One of the most visible results of the Brexit vote has been a massive fall in the value of the pound against other currencies. Starting 2016 at just over US$1.45, the pound reached a high of $1.4877 on 23rd June before tumbling almost overnight to below $1.30.
Recent comments by Theresa May that suggest Brexit negotiations may prioritise immigration control over single market access have sent the pound tumbling even further. It now stands at $1.2914, and economists are predicting further falls.
So what does this actually mean for you and me?
A weak pound tends to boost inflation, since it’s more expensive to import goods. Inflation has been at record lows in recent years, but it’s inching up now. From 0.2% at the beginning of the year, the latest figure is 1.2%, and some economists are forecasting that it could reach as high as 4%.
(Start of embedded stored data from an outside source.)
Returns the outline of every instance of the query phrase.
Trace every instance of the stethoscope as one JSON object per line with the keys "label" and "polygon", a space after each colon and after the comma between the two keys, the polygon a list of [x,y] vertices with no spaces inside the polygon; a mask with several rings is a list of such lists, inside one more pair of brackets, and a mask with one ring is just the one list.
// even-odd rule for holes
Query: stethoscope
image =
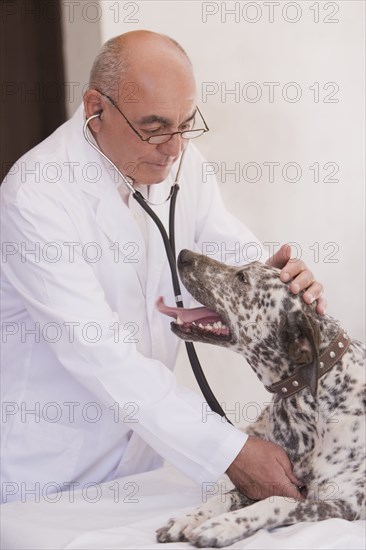
{"label": "stethoscope", "polygon": [[[89,143],[89,145],[91,147],[93,147],[93,149],[95,149],[100,155],[102,155],[102,157],[115,169],[115,171],[117,172],[117,174],[119,175],[119,177],[121,178],[123,183],[129,189],[129,191],[131,191],[133,198],[139,203],[139,205],[145,210],[145,212],[148,214],[148,216],[150,216],[150,218],[157,225],[157,227],[160,231],[161,237],[163,239],[163,242],[164,242],[165,252],[166,252],[166,255],[167,255],[167,258],[168,258],[168,262],[169,262],[169,267],[170,267],[170,272],[171,272],[171,277],[172,277],[172,283],[173,283],[175,302],[177,304],[177,307],[184,307],[183,306],[181,289],[180,289],[180,284],[179,284],[177,265],[176,265],[174,220],[175,220],[175,205],[176,205],[177,195],[178,195],[178,191],[179,191],[178,182],[179,182],[179,178],[180,178],[180,174],[181,174],[181,167],[182,167],[183,159],[184,159],[184,156],[185,156],[185,153],[187,151],[188,146],[185,147],[185,149],[183,150],[183,152],[181,154],[178,169],[177,169],[177,174],[175,176],[174,183],[170,188],[169,195],[167,196],[165,201],[163,201],[163,203],[161,203],[161,204],[164,204],[165,202],[170,200],[169,236],[168,236],[168,234],[165,230],[165,227],[162,224],[161,220],[159,219],[159,217],[155,214],[155,212],[149,206],[149,204],[151,204],[152,206],[157,206],[157,205],[155,203],[150,202],[139,191],[137,191],[133,186],[132,179],[130,179],[129,177],[124,176],[122,174],[122,172],[117,168],[115,163],[113,161],[111,161],[111,159],[108,158],[107,155],[105,155],[105,153],[103,153],[103,151],[95,143],[93,143],[93,141],[90,139],[90,137],[88,135],[88,131],[90,131],[89,130],[89,122],[91,120],[93,120],[94,118],[100,117],[100,114],[101,113],[91,115],[89,118],[86,119],[86,121],[84,123],[84,126],[83,126],[84,137],[85,137],[86,141]],[[217,401],[215,395],[213,394],[213,392],[212,392],[212,390],[211,390],[211,388],[210,388],[210,386],[209,386],[209,384],[206,380],[206,377],[204,375],[204,372],[203,372],[202,367],[200,365],[200,362],[198,360],[197,353],[196,353],[196,350],[194,348],[193,343],[192,342],[184,342],[184,343],[185,343],[185,346],[186,346],[189,362],[191,364],[193,373],[194,373],[195,378],[197,380],[197,383],[198,383],[198,385],[199,385],[199,387],[200,387],[200,389],[201,389],[201,391],[202,391],[202,393],[203,393],[203,395],[206,399],[207,404],[209,405],[209,407],[211,408],[212,411],[214,411],[215,413],[219,414],[220,416],[226,418],[226,420],[231,424],[230,420],[226,417],[223,409],[220,406],[220,403]]]}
This will push up prices of food and other everyday goods, since either the goods themselves or the raw materials are frequently important, and fuel prices will probably continue to rise as well. The effects of inflation have been balanced somewhat by fierce price-cutting battles between retailers, but this is unlikely to last.
One of the most immediate effects of a weak pound is that holidays abroad become more expensive. You’ll get fewer dollars, euros or other currency when you book your hotel or change your sterling, so the whole cost will go up considerably.
This is likely to lead to a rise in “staycations”, with more people taking their holiday in the UK. Ultimately, this should be good for the economy, since holidaymakers will be spending their money in British tourist destinations, rather than taking it abroad.
Benefits of a Weak Pound
It’s not all gloom. Besides the staycation effect, a weak pound is good for exports and foreign investment, since UK prices have suddenly become more attractive.
More immediately, the Bank of England has been supporting the pound by reducing interest rates from already low levels. If, as is likely, these are passed on to the consumer, it will mean lower rates for a variety of loans, from mortgages to payday loans.
In the short term, both the fall in the pound and the rise in inflation are likely to continue. In the longer term, the outcome will depend largely on what the financial markets make of the Brexit negotiations and whatever new trade deals can be agreed.